Create the following procedure f as a wrapper for the MuPAD heaviside function. Use prog::remember to enable the remember mechanism for the procedure f:
f := proc(x) begin heaviside(x) end: f := prog::remember(f):
Now compute the Heaviside function for the values -10, 0, and 10. MuPAD uses the value heaviside(0)=1/2:
f(-10), f(0), f(10)
You can define a different value for heaviside(0). First, use the unprotect function to be able to overwrite the value of heaviside. Then, assign the new value to heaviside(0):
unprotect(heaviside): heaviside(0):= 0:
Despite the new value heaviside(0) = 0, the wrapper procedure f returns the old value 1/2:
f(0)
The result of the procedure call f(0) does not change because the system does not reevaluate this result.
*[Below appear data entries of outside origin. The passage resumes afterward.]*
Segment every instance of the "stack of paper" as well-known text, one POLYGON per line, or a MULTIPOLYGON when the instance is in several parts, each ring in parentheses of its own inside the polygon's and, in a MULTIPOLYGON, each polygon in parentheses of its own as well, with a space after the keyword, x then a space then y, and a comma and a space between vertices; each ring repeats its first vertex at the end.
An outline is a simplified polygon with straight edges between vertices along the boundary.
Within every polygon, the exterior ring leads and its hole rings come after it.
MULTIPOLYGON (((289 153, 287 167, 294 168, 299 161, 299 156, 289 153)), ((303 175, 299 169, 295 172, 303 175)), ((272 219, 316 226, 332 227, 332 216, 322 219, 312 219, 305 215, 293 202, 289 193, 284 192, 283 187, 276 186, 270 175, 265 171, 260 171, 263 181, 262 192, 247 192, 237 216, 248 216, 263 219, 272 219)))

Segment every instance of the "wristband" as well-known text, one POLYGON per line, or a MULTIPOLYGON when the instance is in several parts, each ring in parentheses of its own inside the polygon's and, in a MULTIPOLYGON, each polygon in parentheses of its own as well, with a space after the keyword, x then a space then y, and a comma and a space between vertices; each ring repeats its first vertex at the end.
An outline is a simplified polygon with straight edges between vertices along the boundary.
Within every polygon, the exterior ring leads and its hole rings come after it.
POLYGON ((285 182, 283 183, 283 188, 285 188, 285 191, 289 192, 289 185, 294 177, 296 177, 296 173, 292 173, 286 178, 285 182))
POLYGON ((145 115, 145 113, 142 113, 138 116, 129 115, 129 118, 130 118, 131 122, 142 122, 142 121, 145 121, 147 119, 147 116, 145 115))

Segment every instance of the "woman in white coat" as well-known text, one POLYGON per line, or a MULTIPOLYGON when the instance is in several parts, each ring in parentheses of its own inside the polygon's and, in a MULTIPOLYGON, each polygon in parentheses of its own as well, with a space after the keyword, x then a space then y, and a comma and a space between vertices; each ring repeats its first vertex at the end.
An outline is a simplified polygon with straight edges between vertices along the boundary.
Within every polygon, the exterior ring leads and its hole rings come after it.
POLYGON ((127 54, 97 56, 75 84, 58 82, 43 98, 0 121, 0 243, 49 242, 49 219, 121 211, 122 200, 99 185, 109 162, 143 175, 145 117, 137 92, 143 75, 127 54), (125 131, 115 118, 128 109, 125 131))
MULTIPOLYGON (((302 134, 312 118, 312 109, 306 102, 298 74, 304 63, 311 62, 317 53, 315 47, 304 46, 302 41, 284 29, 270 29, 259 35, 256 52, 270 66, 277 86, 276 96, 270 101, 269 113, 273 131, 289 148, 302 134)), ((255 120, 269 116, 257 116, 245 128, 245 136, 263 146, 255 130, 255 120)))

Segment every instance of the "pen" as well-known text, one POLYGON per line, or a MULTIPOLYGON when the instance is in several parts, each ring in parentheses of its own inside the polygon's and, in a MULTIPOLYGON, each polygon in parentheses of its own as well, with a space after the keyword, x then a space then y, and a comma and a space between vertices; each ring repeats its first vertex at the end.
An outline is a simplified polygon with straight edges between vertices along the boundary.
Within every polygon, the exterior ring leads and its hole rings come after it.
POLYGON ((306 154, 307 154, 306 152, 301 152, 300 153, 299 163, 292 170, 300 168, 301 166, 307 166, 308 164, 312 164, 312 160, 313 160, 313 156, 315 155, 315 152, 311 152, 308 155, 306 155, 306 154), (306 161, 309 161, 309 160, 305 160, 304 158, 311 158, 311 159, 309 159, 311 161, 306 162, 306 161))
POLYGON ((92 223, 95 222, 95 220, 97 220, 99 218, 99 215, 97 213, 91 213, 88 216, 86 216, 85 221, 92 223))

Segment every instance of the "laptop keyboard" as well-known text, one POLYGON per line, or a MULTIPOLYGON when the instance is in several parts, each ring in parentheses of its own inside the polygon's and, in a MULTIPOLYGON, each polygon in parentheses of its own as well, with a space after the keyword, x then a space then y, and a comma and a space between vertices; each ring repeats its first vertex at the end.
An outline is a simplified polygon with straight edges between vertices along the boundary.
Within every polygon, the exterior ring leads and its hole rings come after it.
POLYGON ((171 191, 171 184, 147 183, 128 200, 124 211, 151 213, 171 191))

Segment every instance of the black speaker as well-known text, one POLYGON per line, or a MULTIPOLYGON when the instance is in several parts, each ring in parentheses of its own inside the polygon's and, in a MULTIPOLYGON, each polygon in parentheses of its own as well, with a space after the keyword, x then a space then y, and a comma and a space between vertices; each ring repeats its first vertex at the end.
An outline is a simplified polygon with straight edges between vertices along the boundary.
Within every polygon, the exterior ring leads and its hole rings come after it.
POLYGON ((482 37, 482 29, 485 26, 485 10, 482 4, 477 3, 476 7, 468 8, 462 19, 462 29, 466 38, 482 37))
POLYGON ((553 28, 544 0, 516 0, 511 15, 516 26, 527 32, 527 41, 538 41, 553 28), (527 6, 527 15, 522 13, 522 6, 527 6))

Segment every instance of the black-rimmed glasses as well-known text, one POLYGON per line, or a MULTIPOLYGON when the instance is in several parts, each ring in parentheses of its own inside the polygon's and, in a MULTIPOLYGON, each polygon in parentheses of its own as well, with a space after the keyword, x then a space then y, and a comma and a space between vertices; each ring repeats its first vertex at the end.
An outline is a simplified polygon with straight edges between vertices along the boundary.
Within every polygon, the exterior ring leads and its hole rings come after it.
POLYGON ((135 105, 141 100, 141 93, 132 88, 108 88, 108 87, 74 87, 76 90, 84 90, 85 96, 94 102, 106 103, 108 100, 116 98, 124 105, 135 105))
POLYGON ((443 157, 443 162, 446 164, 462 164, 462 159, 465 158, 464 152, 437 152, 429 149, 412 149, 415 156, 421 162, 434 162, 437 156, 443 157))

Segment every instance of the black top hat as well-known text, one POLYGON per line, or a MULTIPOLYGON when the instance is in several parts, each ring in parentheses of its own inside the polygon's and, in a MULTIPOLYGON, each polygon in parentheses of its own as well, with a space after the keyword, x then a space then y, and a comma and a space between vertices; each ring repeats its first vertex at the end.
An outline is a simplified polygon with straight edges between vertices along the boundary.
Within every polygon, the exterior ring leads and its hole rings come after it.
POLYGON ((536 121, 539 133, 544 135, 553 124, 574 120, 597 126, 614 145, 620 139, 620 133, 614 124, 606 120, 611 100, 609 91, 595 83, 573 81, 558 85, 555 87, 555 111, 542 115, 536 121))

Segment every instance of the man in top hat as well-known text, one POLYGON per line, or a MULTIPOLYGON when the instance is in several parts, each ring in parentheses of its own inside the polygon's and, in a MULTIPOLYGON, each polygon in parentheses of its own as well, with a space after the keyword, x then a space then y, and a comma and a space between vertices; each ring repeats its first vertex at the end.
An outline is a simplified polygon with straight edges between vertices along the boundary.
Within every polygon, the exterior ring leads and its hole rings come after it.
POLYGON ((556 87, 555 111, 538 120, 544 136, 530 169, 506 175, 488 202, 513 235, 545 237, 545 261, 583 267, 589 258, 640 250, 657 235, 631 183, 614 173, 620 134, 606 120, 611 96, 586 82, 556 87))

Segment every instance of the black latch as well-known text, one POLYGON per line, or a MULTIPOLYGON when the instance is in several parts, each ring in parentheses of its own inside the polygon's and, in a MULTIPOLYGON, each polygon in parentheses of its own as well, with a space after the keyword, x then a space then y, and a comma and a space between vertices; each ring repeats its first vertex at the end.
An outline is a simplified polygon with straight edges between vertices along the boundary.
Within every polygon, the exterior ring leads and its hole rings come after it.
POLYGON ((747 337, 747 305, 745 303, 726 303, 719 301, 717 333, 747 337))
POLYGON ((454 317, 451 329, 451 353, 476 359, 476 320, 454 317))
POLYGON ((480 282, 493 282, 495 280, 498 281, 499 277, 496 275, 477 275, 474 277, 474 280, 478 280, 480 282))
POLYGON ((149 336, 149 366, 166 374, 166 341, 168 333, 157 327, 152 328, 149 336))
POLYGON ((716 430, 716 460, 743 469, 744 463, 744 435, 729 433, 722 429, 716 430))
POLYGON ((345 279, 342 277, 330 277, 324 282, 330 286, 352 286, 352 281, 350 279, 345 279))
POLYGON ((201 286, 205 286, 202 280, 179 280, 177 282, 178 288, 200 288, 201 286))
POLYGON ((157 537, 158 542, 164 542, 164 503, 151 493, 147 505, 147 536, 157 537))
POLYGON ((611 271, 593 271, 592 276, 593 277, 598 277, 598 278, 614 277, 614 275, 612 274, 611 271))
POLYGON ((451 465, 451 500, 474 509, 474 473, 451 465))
It finds the result in the remember table of the procedure f and returns that result. To display the content of the remember table, call the wrapper procedure f with the Remember option as a first argument and the Print option as a second argument. The value 10^{6} in the second column is the value of MAXEFFORT used during computations.
f(Remember, Print)
To force reevaluation of the procedure calls of f, clear the remember table of that procedure. To clear the remember table, call f with the Remember option as a first argument and the Clear option as a second argument:
f(Remember, Clear):
Now f returns the correct result:
f(0)
If you use the option remember, you also can clear the remember table and force reevaluation. For example, rewrite the procedure f as follows:
f := proc(x) option remember; begin heaviside(x) end: f(0)
Now restore the heaviside function to its default definition:
heaviside(0):= 1/2:
To clear a remember table created by the option remember, use the forget function:
forget(f): f(0)
Use the protect function with the ProtectLevelError option to prevent further changes to heaviside. Also, delete the procedure f:
protect(heaviside, ProtectLevelError): delete f
The remember mechanism is a powerful tool for improving performance of MuPAD procedures. Nevertheless, you can encounter some problems when using this mechanism:
Remember tables are efficient only if the access time of the remember table is significantly less than the time needed to evaluate the result. If a remember table is very large, evaluation can be computationally cheaper than accessing the result stored in the remember table.
Storing large remember tables requires a large amount of memory. Especially, remember tables created with the option remember can grow very large, and significantly reduce available memory. The number of entries in remember tables created by prog::remember is limited. When the number of entries in a remember table created by prog::remember reaches the maximum number, the system removes a group of older entries.
Using prog::remember or the option remember for nonrecurring procedure calls can significantly decrease code performance. Avoid using the remember mechanism for nonrecurring procedure calls, especially if the arguments are numerical.
If you change the properties of input arguments or modify the variables DIGITS or ORDER, the remember mechanism ignores these changes by default. See Remembering Results Without Context.
In some cases you must clear the remember table of a procedure to enforce reevaluation and avoid incorrect results. For example, clearing the remember table can be necessary when a procedure changes global variables or if global variables affect the results of a procedure. See Clearing Remember Tables.
Many predefined MuPAD functions have special values stored in their remember tables. Therefore, clearing the remember tables of predefined MuPAD functions is not recommended. Note that the forget function does not error when you call it for a predefined MuPAD function.